Cell Therapeutics is also on the hook for up to $132 million in regulatory and sales milestones, but that's a minor concern. If the drug passes clinical trials and is approved by regulatory authorities, Cell Therapeutics stock will rise and it'll be able to raise capital by selling shares.

Let's ignore the fact that there's a likely reason Cell Therapeutics got pacritinib so cheaply. Onyx Pharmaceuticals (Nasdaq: ONXX  ) didn't exercise its option from S*BIO to develop the drug further, perhaps because the side-effect profile didn't look too hot. Maybe pacritinib can find a niche in patients with low platelet counts and compete with Incyte (Nasdaq: INCY  ) and Novartis' (NYSE: NVS  ) Jakafi, which is already on the market, and YM Biosciences' (AMEX: YMI  ) CYT387 that's coming up behind.

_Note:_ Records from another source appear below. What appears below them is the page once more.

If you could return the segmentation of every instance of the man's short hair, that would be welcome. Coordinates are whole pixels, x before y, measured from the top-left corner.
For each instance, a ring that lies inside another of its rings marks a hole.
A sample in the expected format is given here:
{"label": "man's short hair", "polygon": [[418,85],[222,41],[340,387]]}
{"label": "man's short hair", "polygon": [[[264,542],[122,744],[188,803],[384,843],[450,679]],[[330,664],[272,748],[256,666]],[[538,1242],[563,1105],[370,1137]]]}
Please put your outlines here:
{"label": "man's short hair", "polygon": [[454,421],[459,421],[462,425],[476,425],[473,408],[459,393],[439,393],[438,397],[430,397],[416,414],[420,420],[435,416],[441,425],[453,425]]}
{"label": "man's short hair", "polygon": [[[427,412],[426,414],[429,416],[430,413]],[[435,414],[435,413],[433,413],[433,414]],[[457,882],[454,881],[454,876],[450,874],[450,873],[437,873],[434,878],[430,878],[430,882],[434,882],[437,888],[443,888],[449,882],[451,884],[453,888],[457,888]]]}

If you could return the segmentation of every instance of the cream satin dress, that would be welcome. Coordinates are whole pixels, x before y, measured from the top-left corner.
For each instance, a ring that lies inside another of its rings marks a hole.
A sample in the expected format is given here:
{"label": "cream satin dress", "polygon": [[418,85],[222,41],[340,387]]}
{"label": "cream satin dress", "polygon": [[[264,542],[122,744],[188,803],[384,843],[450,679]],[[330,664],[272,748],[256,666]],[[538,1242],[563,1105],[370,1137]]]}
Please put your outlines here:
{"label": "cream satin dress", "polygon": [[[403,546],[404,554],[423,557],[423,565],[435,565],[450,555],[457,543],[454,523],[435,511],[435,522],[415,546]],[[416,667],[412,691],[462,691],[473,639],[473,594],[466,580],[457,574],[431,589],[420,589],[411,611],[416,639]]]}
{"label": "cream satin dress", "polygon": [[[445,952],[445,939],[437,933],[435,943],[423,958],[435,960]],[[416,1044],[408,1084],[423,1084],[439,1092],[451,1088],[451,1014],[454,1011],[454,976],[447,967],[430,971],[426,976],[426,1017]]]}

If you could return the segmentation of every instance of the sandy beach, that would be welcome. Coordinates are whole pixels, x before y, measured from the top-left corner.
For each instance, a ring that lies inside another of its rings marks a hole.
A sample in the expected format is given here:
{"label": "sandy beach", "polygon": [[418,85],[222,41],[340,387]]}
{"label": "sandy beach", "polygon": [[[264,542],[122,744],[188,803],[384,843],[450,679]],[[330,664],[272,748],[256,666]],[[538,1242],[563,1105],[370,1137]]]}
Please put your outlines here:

The big question is why Cell Therapeutics is licensing a drug at this point. As far as I can tell, Cell Therapeutics' plan goes something like this:

  1. License drug.
  2. Make gobs of money.

It's Step Two I'm concerned with. Or, more specifically, the cost of Step Two.

Cell Therapeutics had only $27.4 million at the end of the first quarter, and that's before the $15 million it just spent. If the biotech was cash flow-positive, perhaps living on $12 million in the bank for a bit would be OK, but the company burned through nearly $20 million in the first quarter.

And now it wants to run a pair of phase 3 trials for 200 to 250 patients in addition to the phase 3 trial it's running on Pixuvri. Where exactly is this cash going to come from?

Not from drug sales. Pixuvri is essentially approved in the EU, but it might take until October to launch the drug there. And then there's no guarantee that the marketing expenses won't exceed revenue; that's actually pretty standard in the beginning of a launch. In the U.S., it doesn't look as if it'll get another FDA decision until next year.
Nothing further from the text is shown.